With a dreadful itching sensation that made me claw desperately at my head, Irra burrowed deep into my brain. Coming at last to rest, he said, "Climb upward. When you reach the redoubt, its defenders will recognize you and let you in. If your actions displease me, I will treat you thus."
I screamed as every bone in my body shattered and blood exploded from all my orifices.
Then, as quickly as it had come, the pain was gone. I was still standing, and unhurt. Everything but the pain had been an illusion. "That was but a warning," Irra said. "If you disobey or displease me in the least way, I will visit such torments upon you that you will remember the Igigi Queen's ministrations with fond nostalgia.

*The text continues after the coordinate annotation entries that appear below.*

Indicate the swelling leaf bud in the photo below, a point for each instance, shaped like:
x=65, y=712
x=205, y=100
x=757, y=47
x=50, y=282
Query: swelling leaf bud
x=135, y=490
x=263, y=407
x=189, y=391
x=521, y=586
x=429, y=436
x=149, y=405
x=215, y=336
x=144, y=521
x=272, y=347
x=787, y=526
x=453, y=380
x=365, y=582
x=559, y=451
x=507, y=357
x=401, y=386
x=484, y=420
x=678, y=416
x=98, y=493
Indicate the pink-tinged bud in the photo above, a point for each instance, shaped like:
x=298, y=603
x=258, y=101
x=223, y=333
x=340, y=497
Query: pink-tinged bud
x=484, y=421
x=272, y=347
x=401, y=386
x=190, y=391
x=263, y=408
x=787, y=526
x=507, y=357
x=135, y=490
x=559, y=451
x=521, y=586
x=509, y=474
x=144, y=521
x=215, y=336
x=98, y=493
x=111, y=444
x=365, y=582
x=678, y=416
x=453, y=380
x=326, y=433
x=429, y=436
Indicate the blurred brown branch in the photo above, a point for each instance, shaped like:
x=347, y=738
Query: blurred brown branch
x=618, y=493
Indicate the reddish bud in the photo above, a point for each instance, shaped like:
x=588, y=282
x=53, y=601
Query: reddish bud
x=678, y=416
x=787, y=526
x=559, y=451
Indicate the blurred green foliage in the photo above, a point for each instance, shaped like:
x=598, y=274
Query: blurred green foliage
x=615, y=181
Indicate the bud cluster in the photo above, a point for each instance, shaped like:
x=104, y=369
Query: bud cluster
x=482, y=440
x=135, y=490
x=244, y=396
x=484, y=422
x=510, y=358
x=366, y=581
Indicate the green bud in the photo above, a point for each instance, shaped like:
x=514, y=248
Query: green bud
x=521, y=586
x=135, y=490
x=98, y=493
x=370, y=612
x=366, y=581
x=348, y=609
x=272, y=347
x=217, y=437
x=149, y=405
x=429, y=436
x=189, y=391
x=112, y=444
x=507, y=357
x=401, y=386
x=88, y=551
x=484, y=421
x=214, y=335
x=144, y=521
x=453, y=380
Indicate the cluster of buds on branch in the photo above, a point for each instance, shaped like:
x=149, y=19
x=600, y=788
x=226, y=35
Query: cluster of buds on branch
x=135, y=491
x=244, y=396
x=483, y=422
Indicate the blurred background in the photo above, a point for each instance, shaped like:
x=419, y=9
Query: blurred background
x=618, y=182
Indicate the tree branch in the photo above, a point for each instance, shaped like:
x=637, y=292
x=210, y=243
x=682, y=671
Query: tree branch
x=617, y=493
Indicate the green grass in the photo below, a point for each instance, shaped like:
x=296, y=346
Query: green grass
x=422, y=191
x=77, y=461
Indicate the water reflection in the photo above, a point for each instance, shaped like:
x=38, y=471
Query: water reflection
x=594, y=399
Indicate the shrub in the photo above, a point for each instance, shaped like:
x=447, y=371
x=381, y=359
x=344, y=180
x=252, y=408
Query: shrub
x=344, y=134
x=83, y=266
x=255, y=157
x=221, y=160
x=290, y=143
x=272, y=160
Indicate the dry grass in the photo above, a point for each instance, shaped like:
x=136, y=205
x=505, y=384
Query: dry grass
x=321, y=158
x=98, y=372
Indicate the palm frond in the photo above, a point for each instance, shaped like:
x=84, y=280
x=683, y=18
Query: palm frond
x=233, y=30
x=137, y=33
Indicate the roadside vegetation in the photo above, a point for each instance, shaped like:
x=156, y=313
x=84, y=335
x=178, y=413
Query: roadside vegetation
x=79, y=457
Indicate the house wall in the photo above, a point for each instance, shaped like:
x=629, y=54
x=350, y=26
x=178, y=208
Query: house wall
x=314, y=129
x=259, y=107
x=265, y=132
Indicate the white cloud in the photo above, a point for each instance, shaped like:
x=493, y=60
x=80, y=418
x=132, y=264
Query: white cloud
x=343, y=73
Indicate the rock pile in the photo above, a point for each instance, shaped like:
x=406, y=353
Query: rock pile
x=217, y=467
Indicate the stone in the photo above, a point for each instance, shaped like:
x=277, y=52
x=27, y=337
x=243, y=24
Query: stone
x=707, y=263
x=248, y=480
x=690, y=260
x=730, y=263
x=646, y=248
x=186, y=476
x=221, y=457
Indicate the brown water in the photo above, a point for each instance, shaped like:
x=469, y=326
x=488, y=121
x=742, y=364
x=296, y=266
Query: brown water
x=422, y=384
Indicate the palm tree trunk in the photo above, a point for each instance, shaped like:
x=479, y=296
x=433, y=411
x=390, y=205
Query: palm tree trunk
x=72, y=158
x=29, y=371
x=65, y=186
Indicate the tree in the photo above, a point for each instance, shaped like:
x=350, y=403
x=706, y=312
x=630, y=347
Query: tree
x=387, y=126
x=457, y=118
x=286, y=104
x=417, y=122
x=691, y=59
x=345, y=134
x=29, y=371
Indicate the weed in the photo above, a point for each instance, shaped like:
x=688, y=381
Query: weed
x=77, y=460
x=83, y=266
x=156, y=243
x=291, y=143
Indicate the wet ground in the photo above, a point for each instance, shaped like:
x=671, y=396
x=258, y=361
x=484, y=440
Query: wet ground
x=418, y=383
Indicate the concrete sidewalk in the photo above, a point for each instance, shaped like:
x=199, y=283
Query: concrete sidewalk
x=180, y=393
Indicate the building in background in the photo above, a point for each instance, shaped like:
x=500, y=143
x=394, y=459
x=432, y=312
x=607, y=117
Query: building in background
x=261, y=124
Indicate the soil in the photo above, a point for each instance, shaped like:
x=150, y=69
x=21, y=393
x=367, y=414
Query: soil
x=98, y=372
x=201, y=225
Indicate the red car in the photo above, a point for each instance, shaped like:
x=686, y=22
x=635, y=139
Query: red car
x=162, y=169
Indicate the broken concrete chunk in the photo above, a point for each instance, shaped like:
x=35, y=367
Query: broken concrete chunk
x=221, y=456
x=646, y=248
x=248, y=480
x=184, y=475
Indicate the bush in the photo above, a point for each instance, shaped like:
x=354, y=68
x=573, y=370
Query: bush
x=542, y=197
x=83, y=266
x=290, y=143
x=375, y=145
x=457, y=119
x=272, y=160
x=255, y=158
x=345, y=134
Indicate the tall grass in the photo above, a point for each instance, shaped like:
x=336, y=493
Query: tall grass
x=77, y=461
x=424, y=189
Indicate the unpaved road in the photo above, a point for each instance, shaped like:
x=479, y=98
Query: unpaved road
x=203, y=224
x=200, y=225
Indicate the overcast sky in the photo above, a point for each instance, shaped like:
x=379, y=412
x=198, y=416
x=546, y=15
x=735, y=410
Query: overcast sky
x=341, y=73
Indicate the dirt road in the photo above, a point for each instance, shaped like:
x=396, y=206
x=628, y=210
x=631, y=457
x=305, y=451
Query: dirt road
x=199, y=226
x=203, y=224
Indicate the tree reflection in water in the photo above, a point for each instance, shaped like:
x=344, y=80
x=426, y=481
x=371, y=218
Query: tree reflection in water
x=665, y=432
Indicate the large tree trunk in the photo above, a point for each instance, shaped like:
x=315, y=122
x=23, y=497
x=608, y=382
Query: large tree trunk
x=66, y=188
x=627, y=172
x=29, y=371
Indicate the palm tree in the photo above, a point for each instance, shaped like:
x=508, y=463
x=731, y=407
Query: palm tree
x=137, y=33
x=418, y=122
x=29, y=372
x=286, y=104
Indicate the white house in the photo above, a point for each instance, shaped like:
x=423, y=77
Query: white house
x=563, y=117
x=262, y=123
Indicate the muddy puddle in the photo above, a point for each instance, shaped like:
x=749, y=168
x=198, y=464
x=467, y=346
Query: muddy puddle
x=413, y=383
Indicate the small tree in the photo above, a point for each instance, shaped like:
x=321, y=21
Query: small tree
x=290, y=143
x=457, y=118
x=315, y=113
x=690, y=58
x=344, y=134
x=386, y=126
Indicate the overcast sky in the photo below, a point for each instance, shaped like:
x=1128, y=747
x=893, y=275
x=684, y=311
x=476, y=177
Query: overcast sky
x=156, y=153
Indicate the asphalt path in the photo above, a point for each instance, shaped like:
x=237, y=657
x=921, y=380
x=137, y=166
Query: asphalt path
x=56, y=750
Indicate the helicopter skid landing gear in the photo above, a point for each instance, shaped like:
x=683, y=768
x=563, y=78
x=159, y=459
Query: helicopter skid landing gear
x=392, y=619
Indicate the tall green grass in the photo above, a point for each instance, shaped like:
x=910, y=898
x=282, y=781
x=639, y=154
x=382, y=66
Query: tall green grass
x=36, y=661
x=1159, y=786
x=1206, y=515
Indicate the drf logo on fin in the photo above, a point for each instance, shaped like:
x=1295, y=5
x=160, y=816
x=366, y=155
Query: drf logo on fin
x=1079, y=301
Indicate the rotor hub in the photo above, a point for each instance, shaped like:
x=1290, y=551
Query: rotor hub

Do you understand?"
Abjectly, I nodded my head.
"Then go!"
Like a mouse, I crept up the mountain's flank, using its trees and bushes for cover when I could and furtively clinging to the bare rock when I could not. Once, I caught a glimpse of Nimrod's gigantic figure as he stood at the topmost peak, back to me, contemplating the war below. His power was a palpable thing, and in that instant I felt sure that Irra's cause was hopeless for his merest glance, were it to fall upon me, would have burnt me to ashes. Simultaneously, I experienced an involuntary lifting of my spirits, for the upper slopes of Ararat were untouched by the Igigi and the scent of the pines was clean and invigorating. I began to hope and, hoping, began to scheme.